# Advanced ZZ method ?



## Werner (Mar 3, 2009)

Right i am far from the best person to talk about this, but hopefully this will get people thinking, and maybe someone with more experience and time *cough* could look at this "idea". 

Without further ado here is the breakdown. 
Step1 EOline 
Step2 3 gen first 3 pairs 
Step3 Fridrich + ZZ1LL
Winter variation + PLL
MGLS + PLL 

ZZ1LL is about 167 algorithms including mirrors and reflections
Winter variation is about 27 algorithms + 27 mirrors 
optional is another 27 + 27 mirrors for the R U R' and L' U' L insertions
Full MGLS is about 104 

You do not need to know full MGLS or WV because you would already have put the cube into the R U L subset (3gen) 

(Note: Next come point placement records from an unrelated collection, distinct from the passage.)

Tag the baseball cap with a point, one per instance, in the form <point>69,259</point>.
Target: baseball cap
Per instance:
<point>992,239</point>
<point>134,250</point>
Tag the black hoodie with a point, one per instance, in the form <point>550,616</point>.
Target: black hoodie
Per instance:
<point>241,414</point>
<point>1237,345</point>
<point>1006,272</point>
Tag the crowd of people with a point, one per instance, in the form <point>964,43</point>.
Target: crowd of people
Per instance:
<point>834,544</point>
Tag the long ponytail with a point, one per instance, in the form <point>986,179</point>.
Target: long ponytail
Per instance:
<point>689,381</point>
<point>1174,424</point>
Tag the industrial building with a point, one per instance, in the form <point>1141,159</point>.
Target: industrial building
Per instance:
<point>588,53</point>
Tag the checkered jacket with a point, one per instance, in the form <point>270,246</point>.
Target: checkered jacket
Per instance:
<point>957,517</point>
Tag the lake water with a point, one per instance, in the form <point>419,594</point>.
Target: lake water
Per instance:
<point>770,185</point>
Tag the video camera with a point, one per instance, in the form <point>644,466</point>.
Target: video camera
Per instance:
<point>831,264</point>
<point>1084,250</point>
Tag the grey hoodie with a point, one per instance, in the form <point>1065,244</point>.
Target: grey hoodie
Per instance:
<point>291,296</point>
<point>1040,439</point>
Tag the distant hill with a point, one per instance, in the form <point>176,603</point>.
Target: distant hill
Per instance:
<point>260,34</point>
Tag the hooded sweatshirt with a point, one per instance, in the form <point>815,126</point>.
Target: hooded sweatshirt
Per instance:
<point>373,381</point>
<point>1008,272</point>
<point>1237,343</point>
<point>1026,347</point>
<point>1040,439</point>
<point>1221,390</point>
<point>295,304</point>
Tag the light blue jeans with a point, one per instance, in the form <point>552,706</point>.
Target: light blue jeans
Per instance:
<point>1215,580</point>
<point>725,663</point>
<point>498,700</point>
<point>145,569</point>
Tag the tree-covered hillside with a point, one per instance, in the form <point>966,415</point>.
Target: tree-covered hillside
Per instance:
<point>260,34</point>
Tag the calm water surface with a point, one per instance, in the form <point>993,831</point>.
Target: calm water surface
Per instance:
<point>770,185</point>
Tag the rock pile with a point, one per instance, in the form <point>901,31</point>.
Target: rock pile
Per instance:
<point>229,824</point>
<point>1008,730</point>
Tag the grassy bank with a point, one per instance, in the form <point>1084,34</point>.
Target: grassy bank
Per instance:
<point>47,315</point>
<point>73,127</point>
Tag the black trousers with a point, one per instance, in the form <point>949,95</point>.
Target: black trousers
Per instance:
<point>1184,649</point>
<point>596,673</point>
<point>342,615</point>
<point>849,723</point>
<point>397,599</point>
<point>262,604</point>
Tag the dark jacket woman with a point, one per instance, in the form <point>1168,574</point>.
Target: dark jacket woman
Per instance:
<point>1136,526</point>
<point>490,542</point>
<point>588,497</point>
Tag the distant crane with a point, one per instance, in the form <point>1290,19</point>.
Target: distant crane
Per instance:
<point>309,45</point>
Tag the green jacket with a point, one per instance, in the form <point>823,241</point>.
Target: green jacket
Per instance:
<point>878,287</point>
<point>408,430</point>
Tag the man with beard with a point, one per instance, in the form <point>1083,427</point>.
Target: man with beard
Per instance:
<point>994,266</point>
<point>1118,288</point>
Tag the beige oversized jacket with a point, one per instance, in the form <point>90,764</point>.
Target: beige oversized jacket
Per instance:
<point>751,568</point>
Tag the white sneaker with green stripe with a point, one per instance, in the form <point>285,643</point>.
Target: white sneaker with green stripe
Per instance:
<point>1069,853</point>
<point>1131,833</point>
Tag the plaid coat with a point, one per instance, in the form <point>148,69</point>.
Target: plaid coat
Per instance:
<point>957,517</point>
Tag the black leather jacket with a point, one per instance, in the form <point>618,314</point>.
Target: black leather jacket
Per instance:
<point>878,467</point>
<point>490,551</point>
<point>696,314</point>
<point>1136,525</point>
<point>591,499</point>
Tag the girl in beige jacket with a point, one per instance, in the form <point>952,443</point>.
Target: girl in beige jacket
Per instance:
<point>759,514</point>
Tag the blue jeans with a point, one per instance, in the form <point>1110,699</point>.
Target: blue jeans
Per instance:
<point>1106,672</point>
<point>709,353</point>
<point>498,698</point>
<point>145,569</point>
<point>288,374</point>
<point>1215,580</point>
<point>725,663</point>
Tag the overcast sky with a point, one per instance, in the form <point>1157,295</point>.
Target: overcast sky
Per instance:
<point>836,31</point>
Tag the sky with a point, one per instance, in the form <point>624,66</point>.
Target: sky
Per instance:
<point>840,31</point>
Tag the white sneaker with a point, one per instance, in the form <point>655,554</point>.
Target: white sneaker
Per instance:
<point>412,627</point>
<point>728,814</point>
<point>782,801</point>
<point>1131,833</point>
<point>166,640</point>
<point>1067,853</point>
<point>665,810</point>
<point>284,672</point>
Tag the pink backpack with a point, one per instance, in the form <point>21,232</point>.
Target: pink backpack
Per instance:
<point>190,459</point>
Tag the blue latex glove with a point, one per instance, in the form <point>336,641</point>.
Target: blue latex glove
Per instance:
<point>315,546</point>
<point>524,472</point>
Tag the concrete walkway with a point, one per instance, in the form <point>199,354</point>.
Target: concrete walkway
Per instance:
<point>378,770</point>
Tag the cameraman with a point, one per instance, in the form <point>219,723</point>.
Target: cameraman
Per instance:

When you have a corner or an edge already in place you would do MGLS and finnish the top layer, then apply PLL
If neither edge nor corner is in place you would do normal fridrich for the difficult cases. However if you have a easy case or your fridrich case leaves you with an U R U R' insertion or R U R you could do WV to orient the edges (OLL skip) 

There should not be that many algorithms needed for learning and a great deal of them many of you already know COLL. Bellow i will try to list a rough sketch of the algorithms needed for this method. Hopefully someone with a bit more knowledge can help me getting this part as accurate as possible. 

End comments, if you already are using EOline this step for the last F2L slot will increase the amounts of OLL and PLL skips greatly, and will leave you with some nice PLLs. 

EOline: 0 algorithms http://alturl.com/xf3
20 Fridrich algorithms 
27 Winter variation algorithms F2LL
104 ? MGLS 
167 ZZ algorithms 

What is good about this is that all of these algorithms are short and 2 gen. 
Also allot of these cases (I think at least half of the MGLS ) goes away because of the subset the cube is put into due to the EOline. 
At least i think this is a neat idea, and with enough time and dedication would be and excellent speed cubing method, just as good for 2 hands as for 1 hand.
For the lazy ones learn Winter variation+MGLS+COLL and VH then start on ZZ


----------



## a small kitten (Mar 3, 2009)

You can use EJF2L which which reduces the MGLS to 16 cases. A big problem with ZZ is that sometimes it takes more moves to insert a pair. However if you ignore the orientation of the corner inserting can be very easy. I will type more when I have time.


----------



## ErikJ (Mar 3, 2009)

waaaay too many algorithms to learn. not practical.


----------



## Lucas Garron (Mar 3, 2009)

I'm not sure what you're talking about, but learning something in addition CLS to go with ZZ/pre-orient is nonsense.


----------



## fanwuq (Mar 3, 2009)

Werner said:


> For the lazy ones learn Winter variation+MGLS+COLL and VH then start on ZZ



What would the hard working people do? That's over 200 algs (depending on how you count inverse/mirrors) already.
Also, if you use Winter variation, you would not have MGLS or COLL. Learning only one of these sets is more than enough.


----------